Bat went to the wounded with his bag.
Reika and Wolfie rode into the desert and returned with the leader's horse and those of two soldiers who'd been dragged off their mounts and killed by the slave Denebs. Huff went searching under rocks, as much, I think, to look for fresh meat as to be away from humans and our senseless disputes for a while.
After Bat treated the three most seriously hurt, he helped the Denebs tie them to travois behind the horses and three Denebs mounted and left for a village, about fifty kilometers to the southwest, they said, to bring back more horses and help for the others.
* * *
Late that evening, while the rest of the team slept, Bat and I sat near a small fire Joe had allowed in the darkness, and sipped coffee. I picked up a branch from a pile beside me and threw it into dying flames. The fire sparked and brightened.
“Not a bad day's work,” I told Bat.
“I wouldn't let Joseph hear ya'll say that.”
“He won't hear it from me, or I'll be needing one of your pain pills.” I glanced at Joe, asleep on his bedroll. “Sometimes he scares me. I think he's still capable of beating the hell out of me if he gets really pissed and puts his mind to it.”

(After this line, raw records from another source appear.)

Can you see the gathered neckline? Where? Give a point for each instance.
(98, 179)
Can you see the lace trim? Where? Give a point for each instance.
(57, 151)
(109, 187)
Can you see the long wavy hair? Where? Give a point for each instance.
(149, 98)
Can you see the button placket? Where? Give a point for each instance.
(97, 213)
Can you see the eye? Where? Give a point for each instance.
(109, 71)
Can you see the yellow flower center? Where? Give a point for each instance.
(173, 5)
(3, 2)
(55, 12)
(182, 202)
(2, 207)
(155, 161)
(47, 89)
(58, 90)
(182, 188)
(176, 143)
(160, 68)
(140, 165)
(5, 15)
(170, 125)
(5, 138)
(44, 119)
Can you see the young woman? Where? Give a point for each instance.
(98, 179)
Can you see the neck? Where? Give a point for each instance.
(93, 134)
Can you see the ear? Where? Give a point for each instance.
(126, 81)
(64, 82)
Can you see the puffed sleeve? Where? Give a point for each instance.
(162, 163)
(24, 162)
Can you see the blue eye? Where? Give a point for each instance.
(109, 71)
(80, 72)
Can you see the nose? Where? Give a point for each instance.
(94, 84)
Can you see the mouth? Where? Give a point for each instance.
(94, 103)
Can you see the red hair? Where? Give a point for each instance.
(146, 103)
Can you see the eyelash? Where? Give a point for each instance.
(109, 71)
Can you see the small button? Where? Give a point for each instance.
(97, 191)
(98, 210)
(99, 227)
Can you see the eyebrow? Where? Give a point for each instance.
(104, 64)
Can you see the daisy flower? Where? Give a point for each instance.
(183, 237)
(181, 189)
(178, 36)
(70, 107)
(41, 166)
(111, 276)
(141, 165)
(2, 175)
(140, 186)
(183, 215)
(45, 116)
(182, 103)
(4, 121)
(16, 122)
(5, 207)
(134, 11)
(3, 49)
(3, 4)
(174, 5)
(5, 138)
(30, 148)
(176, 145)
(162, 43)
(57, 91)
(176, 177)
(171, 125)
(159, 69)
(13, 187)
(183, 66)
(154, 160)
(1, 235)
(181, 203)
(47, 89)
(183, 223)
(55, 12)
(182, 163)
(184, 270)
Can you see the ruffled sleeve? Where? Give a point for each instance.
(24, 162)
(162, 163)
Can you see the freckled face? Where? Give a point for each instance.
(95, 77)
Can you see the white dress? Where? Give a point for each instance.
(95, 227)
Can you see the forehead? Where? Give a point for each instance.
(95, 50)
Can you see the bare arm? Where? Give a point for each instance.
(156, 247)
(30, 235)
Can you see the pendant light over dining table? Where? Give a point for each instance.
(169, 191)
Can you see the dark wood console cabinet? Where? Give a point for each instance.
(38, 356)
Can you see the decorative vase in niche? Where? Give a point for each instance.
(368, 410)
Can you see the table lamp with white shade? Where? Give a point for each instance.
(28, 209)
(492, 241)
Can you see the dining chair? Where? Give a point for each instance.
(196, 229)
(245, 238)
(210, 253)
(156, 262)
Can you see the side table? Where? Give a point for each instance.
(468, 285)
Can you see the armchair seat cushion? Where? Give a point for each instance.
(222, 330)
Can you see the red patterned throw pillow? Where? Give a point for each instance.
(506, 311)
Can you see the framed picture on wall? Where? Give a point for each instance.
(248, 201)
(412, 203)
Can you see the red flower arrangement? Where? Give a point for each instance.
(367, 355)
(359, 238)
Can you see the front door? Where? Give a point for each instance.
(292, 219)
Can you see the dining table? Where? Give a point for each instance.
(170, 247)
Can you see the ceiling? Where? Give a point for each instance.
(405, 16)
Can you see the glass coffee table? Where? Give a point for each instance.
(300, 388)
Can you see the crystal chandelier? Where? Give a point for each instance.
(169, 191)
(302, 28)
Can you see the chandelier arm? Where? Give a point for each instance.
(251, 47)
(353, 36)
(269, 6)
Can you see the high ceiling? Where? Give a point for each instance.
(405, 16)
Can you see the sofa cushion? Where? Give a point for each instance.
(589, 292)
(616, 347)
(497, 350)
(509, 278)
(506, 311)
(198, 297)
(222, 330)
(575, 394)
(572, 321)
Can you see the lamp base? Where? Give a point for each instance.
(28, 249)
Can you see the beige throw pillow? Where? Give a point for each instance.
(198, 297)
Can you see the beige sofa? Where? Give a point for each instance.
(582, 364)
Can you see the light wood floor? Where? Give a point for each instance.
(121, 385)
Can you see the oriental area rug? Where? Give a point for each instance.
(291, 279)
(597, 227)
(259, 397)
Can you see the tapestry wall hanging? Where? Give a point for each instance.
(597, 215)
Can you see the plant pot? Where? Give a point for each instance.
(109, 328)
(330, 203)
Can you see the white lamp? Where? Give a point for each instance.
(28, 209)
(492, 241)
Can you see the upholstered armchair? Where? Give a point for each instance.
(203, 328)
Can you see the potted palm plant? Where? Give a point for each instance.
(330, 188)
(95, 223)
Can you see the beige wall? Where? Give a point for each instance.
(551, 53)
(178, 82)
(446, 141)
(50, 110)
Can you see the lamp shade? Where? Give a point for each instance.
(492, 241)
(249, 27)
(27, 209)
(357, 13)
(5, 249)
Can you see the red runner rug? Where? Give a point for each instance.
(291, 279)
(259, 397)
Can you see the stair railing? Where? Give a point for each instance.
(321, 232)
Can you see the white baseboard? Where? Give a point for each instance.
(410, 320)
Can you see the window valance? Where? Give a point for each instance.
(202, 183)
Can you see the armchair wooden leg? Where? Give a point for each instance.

Bat shook his head. “Do you understan' how much he cares about you? He worries himself sick that ya'll gonna get yourself killed.”
“He's got a funny way of showing it.”
“Some people don't know how to express their concern with anything but anger.”
“You were ready to go and talk to the caravan, Bat.”
“Only until Joseph gave the order not to.” He put down his empty cup. “A lot o' those turncoat Denebs are headin' back to the Northwestern Village. Will they know ya'll a telepath?”
“No. I killed their leader.” I picked up a branch and tapped off insects that scurried around it. “He was the only one who might've surmised it. The others think I gave him a message from the BEMs. If anything, the village will figure I'm working for the BEMs.”